Can you speak to us a little bit about what that is? Because obviously your EBITDA looks to be down around 41%. And I know that there was a lot of -- you know a big [hit] to cost of goods sold. But is this something that we should be adding back? Is it a 1 to -- what is that?
Rich Noll - CEO
Yes, that $14 million is actually included in our restructuring charges. As we closed the last domestic plants, what you have is both work in process and raw material associated with those plants. That is basically just as economical to dispose of them than to try to ship them to Asia or somewhere. So that is work in process and raw materials, associated with those high-cost domestics, generally domestic plants that we are closing. So it should be added back as a restriction.
Operator
Eric Tracy with BB&T capital.
Eric Tracy - Analyst
Maybe just a quick couple of follow-ups. Rich, in talking through the wage increases and you talked to, relative, Asia versus the Caribbean Basin, but maybe just remind us again given that labor is the biggest piece of this story just on a sort of absolute dollar basis domestic versus Asia versus the Caribbean Basin in production, what it is on an hourly rate?
Rich Noll - CEO
You are going to see US fully loaded wages, $15, $16 an hour. You'll see fully loaded wages in Central America and the Caribbean Basin maybe $1.65, $1.50 to $2, say, $1.75. And in Asia you are going to see anywhere from a low of $0.30 to $0.60 an hour. So you can (multiple speakers) .
Eric Tracy - Analyst
Yes so the order of magnitude even if we are seeing it is 20, 30% in increases in Asia.
Rich Noll - CEO
Are still fairly low. So for example $0.03 on $16 is -- 3% on $16 is $0.48. 10% on something in Central America would be $0.17 but 10% press release even 12% on $0.40 is only going to be $0.08.
So over time Asia's advantage will continue to grow vis a vis Central America's Caribbean Basin and, obviously, the United States.

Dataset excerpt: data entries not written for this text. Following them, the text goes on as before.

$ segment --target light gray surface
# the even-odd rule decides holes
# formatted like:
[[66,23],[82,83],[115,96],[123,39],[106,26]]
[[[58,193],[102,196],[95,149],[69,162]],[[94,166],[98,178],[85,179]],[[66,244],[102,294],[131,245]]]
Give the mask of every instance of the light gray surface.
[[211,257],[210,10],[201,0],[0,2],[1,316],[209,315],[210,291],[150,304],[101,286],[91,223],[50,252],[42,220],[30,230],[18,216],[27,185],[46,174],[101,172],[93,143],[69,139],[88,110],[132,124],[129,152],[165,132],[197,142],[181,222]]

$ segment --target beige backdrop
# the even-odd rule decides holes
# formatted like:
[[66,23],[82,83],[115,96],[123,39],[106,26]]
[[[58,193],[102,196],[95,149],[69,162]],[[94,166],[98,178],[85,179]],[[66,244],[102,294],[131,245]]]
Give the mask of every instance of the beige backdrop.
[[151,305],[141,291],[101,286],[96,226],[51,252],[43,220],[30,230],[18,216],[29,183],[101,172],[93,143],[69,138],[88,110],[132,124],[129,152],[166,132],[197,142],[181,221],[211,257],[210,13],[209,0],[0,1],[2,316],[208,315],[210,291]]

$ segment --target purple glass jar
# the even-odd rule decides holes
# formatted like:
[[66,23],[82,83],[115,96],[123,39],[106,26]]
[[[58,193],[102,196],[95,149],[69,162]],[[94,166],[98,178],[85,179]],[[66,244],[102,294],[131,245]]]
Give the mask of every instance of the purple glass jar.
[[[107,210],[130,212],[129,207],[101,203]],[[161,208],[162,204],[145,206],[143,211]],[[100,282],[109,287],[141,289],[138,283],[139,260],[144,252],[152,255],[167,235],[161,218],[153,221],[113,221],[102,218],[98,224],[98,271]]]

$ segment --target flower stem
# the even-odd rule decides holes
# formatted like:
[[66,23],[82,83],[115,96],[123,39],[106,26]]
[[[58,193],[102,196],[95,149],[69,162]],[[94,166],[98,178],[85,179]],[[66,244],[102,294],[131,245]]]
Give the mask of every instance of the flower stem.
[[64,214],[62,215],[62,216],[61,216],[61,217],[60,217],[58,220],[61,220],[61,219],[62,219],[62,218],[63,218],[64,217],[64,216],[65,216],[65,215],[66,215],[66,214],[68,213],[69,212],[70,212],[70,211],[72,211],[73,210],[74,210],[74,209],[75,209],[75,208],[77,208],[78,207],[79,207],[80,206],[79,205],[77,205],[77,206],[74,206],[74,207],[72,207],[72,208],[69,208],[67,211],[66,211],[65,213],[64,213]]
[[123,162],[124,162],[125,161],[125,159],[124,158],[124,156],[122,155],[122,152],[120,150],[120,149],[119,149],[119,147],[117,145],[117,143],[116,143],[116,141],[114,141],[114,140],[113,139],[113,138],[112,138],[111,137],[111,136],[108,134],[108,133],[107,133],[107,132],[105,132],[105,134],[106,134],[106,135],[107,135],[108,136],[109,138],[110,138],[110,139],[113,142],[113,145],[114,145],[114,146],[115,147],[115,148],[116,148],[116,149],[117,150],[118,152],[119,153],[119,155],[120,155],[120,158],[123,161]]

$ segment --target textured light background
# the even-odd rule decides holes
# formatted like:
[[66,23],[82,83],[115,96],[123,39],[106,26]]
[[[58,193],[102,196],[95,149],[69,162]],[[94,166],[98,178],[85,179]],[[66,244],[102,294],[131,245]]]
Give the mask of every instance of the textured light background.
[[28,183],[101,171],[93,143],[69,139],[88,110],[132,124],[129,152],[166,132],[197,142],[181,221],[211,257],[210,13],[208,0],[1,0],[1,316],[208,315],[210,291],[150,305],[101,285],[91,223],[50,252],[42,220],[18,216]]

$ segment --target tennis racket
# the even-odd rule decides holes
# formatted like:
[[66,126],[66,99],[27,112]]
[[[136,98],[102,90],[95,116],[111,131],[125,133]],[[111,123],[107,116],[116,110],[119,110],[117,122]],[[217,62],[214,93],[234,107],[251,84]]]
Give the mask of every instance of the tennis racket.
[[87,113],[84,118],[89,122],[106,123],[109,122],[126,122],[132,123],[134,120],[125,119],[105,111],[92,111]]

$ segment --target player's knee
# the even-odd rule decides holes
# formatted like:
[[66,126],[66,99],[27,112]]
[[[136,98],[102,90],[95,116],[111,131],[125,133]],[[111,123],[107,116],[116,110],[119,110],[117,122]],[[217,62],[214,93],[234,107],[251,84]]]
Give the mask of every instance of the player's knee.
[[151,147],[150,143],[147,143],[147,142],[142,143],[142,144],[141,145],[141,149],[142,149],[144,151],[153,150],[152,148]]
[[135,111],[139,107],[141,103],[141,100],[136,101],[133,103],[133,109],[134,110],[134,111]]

Now it is important though, I just want to reiterate, that while Asia's advantage will continue to grow, for some product categories, Central America and Caribbean Basin makes all the sense in the world. A great example of that will be basic products that's heavy and expensive to ship. Basic fleece would beat the classic example there. It makes the most sense to make those products in Central America and the Caribbean Basin.
Eric Tracy - Analyst
Yes. Okay. Maybe just lastly, on -- talking about the sales trends in Q4, but again I believe there is a 53rd week in Q4. Maybe, Lee, just kind of quantify what that impact could be?
Lee Wyatt - CFO and EVP
Yes. It's always hard because it is not a full five days because it ends January 3rd, but it could be $20 million to $30 million in sales.
Operator
I will now turn the call back over to your Chairperson, Mr. Lantz.
Brian Lantz - VP - IR
We would like to thank everyone for attending our quarterly call today and look forward to updating you after our fourth quarter call. Thanks again.
Operator
This concludes our conference call for today. You may now disconnect your line.